Quand le Japon interdit le port de lunettes aux femmes
Au Japon, de nombreuses entreprises exigent des femmes qu’elles ne portent pas de lunettes au travail. Une attitude étrange et sexiste qui est très critiquée sur les réseaux sociaux.
Au Japon, où la figure de la Geisha a vu le jour, les femmes sont soumises à de nombreux diktats. Au travail, elles doivent porter des talons hauts pour avoir l’air féminines et plus « professionnelles » selon ceux qui les emploient. Elles subissent également aussi souvent l’injonction de ne pas se teindre les cheveux pour les garder noirs. Autre obligation saugrenue, que ce soit dans le secteur de la vente, de la beauté, de la restauration ou dans les compagnies aériennes, les lunettes sont bannies.

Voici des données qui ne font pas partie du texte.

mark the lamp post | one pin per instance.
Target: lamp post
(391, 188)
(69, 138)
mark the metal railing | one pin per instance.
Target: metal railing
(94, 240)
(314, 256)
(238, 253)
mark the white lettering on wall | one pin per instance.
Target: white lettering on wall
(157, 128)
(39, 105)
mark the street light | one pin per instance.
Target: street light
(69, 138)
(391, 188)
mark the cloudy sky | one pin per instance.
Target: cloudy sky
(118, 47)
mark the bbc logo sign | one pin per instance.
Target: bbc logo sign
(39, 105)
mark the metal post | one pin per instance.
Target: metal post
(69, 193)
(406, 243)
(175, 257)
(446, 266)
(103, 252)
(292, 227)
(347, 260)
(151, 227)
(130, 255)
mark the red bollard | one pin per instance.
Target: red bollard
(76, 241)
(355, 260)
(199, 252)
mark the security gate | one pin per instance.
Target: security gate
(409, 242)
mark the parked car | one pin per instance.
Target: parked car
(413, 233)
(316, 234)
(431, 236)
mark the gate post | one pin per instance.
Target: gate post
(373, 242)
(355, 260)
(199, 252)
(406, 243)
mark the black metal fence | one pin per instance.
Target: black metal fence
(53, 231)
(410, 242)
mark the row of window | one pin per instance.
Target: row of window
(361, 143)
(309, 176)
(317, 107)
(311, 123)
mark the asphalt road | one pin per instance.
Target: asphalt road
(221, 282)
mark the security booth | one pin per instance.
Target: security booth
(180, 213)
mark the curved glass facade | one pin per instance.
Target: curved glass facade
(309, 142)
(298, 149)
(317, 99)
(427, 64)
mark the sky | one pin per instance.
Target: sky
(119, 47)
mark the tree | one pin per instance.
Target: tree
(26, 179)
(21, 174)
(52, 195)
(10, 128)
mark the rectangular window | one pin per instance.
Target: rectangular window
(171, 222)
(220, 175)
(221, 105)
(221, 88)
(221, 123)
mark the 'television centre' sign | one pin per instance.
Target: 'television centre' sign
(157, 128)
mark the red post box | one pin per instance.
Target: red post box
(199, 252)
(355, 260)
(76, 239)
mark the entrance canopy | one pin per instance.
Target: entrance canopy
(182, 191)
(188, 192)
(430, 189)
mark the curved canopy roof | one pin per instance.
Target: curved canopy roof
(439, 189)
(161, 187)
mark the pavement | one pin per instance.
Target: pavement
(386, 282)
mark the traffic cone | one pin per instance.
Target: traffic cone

Les arguments de leurs patrons pour défendre cette étrange règle ? Les lunettes donnent une « expression froide », ne sont pas assez féminines, cachent le maquillage de la personne et posent des problèmes de sécurité. Dans le domaine culinaire, les patrons de restaurants estiment même qu’elles font tâche avec le style du vêtement traditionnel japonais (le kimono).
Révolte numérique
Que se passe-t-il alors pour celles dont les problèmes de vue les empêchent de travailler sans leurs verres correcteurs ? Les managers leur demandent de porter des lentilles. Sauf que tout le monde ne supporte pas les lentilles, notamment ceux et celles qui souffrent du syndrome de l’œil sec ou dont la rétine est abîmée. Les lentilles sont parfois inconfortables à arborer pour d’autres problèmes passagers. La résistance s’organise donc sur Twitter depuis l’année dernière contre ce principe sexiste et absurde avec le hashtag #glassesban. Une jeune femme raconte ainsi qu’elle a été forcée à porter des lentilles malgré une conjonctivite, ce qui s’est avéré très douloureux. D’autres ripostent en postant sur le réseau social des photos d’héroïnes de mangas à lunettes et des photos de jolies filles avec des montures. On peut lire aussi des déclarations d’amour envers les femmes à montures. Mais les lunettes restent semble-ils un sujet sensible au Japon. Sur le site de questions-réponses Quora, plusieurs internautes remarquent que les Japonais portent peu de lunettes de soleil dans la rue, alors qu’ils n’hésitent à se parer de masques et d’ombrelles. Avoir des lunettes noires sur le nez en public serait souvent perçu comme malpoli et mal vu chez les enfants car jugé «trop branché».
Savoir faire ancestral
Rappelons tout de même pour mettre fin aux préjugés et théories farfelues que dans l’archipel nippon, les grands noms de la lunetterie ne manquent pas, ni les matériaux d’exception. La spécialité du pays du soleil levant sont les lunettes en titane (qui vient notamment de la ville de Sabae) qui allie solidité et légéreté. Parmi les créateurs, il y a Masunaga, une marque fondée en 1905 dont les modèles sont fabriqués à la main. On peut aussi citer Matsuda, qui utilise des métaux luxueux comme l’or. Plus abordables mais très mode, les lunettes de la marque JINS séduisent les jeunes actifs les plus branchés. On peut aussi parler de Yuichi Toyama, Danshari, Yellow Plus, Ken Okuyama (qui crée aussi du design automobile), Eyevan 7285 ou encore du groupe Charmant associé aux technologies de pointe. L’artisanat japonais est si réputé en dehors des frontières que des marques étrangères comme DITA, Anne et Valentin, Etnia Barcelona ou Tom Browne ont déjà fait appel à l’excellence de la lunetterie japonaise. De quoi contrecarrer les idées reçues.